Symbol Analysis
We'll just call this D&D, and no, we don't mean Dungeons and Dragons. The London described in this poem is full of dirt, disease, and death. Notice, for example, the references to blood, the color black ("blackning Church," chimney sweeper), the "plagues" of the last stanza, the words "blights" and "hearse"—do we need to go on? London is not the vibrant commercial and cultural center we often think it is here. Nope, it is a very "dead," unhappy place. Children die, women die, cherished institutions like marriage die or are sick, and so on.
- Line 9: Chimney sweeping was a dirty and dangerous business that, without question, symbolizes death here.
- Line 10: The church is described as metaphorically black. Black is rarely a good color in most literature. The word's presence in the context of chimney sweeping is a play on the dirt and soot that covered children who worked in that industry, but also suggests that the church is associated with death, not life.
- Lines 11-12: The soldier sighs, and that sigh metaphorically turns to blood. Put another way, the palace is covered in blood—has blood on its hands—because it is responsible for this soldier and his sigh (and the things he may or may not have done in battle). No real blood runs down the walls, so this is a metaphor for governmental responsibility for death.

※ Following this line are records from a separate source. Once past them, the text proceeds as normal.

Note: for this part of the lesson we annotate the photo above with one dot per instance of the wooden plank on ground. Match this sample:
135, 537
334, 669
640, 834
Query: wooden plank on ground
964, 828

- Line 15: The word "blasts" doesn't sound too good—nope, sure doesn't. Here it is a metaphor for how the infant's tears are interrupted—stained and sullied by a gross curse. The word "blast" also, however, makes us think the infant's innocence is being metaphorically destroyed or killed.
- Line 16: "Blights with plagues"—there's a deathly phrase if we ever saw one. The harlot's curse possesses a strong, killing power. It ruins or destroys the institution of marriage by blighting it with plagues literally and metaphorically. It is responsible for real disease (of the venereal kind) but also for metaphorically sullying or ruining marriage with promiscuity and prostitution. Marriage is definitely dead; it's not a union or symbol of life, but a hearse.